What have you tried? Since this is going straight up (and then back down, of course) its acceleration is that of gravity, -g. The acceleration is a constant, -g so its speed, at time t is the integral of that. And the distance will be the integral of the speed. The only integral formula you need is $\displaystyle \int t^n= \frac{1}{n+1}t^{n+1}+ C$.
Now try to finish it.
The equations you have to use are :
1)v=u-gt ,where v is the final speed u the initial and g the constant accelaration of bodies falling in empty space
2) h =$\displaystyle ut-\frac{1}{2}gt^2$ ,where h is the height t is the time
So in (1) put t=3s and t= 5s to find the speed
To find out how high the projectile will rise ,put at the equation(1) v=0 and :
t= u/g .Now put that into (2) and we get :h =$\displaystyle \frac{u^2}{2g}$
Note at the point where the projectile reaches its highest point its v =0
I will let you do part c
Using integration we have : ( Bold letters denote vectors)
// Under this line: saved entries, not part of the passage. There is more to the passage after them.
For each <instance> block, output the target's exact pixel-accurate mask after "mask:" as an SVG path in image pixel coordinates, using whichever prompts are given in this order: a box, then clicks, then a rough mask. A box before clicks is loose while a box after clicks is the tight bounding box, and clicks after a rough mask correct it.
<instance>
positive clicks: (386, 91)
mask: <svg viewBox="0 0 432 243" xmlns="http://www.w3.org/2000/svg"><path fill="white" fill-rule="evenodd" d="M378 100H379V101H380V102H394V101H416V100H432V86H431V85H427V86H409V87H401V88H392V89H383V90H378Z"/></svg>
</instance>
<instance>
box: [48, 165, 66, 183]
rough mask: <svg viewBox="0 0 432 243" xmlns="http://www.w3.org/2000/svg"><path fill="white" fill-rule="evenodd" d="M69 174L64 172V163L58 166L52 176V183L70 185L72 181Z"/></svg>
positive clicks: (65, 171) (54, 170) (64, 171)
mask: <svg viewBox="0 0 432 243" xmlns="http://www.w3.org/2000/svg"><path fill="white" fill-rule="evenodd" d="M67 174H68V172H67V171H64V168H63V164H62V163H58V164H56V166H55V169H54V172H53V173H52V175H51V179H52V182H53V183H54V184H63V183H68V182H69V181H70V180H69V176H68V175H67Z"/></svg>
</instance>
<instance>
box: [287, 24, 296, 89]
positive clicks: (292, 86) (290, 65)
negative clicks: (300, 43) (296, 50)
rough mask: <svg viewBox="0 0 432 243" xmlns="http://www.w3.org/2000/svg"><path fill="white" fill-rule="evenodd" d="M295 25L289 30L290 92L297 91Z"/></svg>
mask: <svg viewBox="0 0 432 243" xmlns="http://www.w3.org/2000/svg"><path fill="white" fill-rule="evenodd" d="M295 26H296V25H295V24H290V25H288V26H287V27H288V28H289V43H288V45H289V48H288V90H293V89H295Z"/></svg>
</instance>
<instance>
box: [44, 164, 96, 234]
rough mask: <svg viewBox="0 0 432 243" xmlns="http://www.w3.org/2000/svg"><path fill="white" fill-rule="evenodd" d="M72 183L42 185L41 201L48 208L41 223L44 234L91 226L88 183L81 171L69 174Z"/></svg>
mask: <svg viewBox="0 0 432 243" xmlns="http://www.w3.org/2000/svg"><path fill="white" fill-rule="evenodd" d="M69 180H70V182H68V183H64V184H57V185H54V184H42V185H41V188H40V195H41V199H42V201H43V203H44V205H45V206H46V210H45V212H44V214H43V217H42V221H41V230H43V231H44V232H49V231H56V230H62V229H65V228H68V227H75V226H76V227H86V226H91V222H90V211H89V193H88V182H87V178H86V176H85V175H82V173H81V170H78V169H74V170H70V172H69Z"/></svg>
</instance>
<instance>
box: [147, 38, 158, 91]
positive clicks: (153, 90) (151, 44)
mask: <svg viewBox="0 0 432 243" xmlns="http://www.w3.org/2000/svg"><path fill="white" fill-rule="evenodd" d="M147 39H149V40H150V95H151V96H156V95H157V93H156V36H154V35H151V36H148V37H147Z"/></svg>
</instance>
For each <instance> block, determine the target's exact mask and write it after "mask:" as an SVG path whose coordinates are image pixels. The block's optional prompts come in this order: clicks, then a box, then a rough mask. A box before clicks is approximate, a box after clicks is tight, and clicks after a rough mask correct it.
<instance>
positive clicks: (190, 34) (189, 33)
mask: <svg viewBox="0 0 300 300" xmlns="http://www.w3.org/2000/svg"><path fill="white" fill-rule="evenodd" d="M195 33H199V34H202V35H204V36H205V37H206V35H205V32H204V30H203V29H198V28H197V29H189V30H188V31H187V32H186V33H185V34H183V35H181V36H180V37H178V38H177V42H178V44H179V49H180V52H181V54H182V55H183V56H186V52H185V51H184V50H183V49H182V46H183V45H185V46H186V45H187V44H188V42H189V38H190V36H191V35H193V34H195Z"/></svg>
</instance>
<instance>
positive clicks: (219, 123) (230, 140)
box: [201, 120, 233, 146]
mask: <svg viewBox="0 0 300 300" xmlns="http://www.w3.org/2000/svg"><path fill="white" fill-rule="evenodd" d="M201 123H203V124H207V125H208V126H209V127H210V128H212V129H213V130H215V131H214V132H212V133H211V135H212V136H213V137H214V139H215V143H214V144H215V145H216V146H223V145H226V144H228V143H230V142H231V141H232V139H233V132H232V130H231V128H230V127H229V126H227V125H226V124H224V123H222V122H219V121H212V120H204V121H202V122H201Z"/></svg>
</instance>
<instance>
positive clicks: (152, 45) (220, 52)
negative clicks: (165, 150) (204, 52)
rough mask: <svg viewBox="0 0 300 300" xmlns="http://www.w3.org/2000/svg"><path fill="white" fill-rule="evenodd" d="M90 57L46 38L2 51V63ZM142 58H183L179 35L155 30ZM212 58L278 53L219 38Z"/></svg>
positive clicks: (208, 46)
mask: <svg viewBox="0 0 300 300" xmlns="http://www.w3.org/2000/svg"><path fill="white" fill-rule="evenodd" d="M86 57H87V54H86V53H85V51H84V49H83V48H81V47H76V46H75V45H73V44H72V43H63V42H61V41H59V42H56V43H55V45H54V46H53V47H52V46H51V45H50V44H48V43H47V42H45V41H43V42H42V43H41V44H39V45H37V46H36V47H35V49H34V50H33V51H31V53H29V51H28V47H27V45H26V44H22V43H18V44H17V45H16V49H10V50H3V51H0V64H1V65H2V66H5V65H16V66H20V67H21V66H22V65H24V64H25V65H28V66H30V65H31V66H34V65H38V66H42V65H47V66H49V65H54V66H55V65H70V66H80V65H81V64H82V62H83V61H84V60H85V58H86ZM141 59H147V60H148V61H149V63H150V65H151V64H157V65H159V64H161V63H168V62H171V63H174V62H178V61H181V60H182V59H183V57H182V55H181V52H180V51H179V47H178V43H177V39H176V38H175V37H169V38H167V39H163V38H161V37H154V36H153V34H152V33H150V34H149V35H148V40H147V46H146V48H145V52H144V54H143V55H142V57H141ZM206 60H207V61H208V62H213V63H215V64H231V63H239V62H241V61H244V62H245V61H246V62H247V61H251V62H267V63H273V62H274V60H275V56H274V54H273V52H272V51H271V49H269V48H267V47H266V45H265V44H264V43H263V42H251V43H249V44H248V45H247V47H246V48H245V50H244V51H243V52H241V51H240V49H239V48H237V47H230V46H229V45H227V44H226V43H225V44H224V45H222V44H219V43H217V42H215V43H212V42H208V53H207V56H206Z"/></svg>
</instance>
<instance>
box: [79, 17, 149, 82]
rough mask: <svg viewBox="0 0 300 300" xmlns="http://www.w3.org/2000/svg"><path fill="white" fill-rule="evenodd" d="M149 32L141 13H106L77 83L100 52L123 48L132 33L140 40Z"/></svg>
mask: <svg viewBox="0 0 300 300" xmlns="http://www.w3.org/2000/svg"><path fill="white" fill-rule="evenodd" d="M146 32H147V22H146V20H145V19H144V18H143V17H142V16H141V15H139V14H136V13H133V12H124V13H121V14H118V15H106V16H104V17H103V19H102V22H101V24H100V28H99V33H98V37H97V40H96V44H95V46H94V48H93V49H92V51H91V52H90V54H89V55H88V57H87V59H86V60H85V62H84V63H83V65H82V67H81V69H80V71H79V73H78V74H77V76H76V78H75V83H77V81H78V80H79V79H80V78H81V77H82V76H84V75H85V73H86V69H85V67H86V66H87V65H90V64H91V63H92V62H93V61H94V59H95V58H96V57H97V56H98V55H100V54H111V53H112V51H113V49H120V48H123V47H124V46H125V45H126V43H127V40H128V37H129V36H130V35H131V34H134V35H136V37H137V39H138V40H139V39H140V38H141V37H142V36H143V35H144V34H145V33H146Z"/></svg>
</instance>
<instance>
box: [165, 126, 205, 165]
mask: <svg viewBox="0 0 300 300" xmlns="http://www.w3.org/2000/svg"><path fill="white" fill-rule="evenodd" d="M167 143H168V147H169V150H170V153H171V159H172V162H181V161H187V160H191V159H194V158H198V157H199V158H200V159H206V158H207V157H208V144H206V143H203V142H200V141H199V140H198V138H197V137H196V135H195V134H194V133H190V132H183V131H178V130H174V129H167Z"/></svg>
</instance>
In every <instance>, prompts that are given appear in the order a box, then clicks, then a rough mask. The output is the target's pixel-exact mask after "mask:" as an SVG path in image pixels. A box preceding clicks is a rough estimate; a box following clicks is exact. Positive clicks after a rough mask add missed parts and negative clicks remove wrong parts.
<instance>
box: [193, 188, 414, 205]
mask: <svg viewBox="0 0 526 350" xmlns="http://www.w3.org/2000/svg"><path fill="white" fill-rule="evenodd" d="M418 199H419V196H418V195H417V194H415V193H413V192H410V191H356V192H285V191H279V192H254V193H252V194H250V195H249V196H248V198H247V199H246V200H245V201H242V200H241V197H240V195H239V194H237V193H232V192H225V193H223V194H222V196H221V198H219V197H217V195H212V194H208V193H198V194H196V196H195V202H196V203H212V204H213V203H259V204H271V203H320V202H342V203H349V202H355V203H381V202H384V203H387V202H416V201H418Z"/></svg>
dv/dt = g.But g =-zg ,where z is the unit vector along the z axis
And since v = zv we have:
z$\displaystyle \frac {dv}{dt} = $-zg and
dv = -gdt . Integrating the left side from v=u to v=v and the right side from t=0 to t=t we get:
v=u-gt.
Also we have :
dh/dt= v. But h=zh and v=zv.
Hence zdh = z(u-gt)dt => dh =(u-gt)dt.
Now integrating the left side from h=0 to h=h and the right side from t=0 to t=t we have:
h =ut-$\displaystyle \frac{1}{2}gt^2$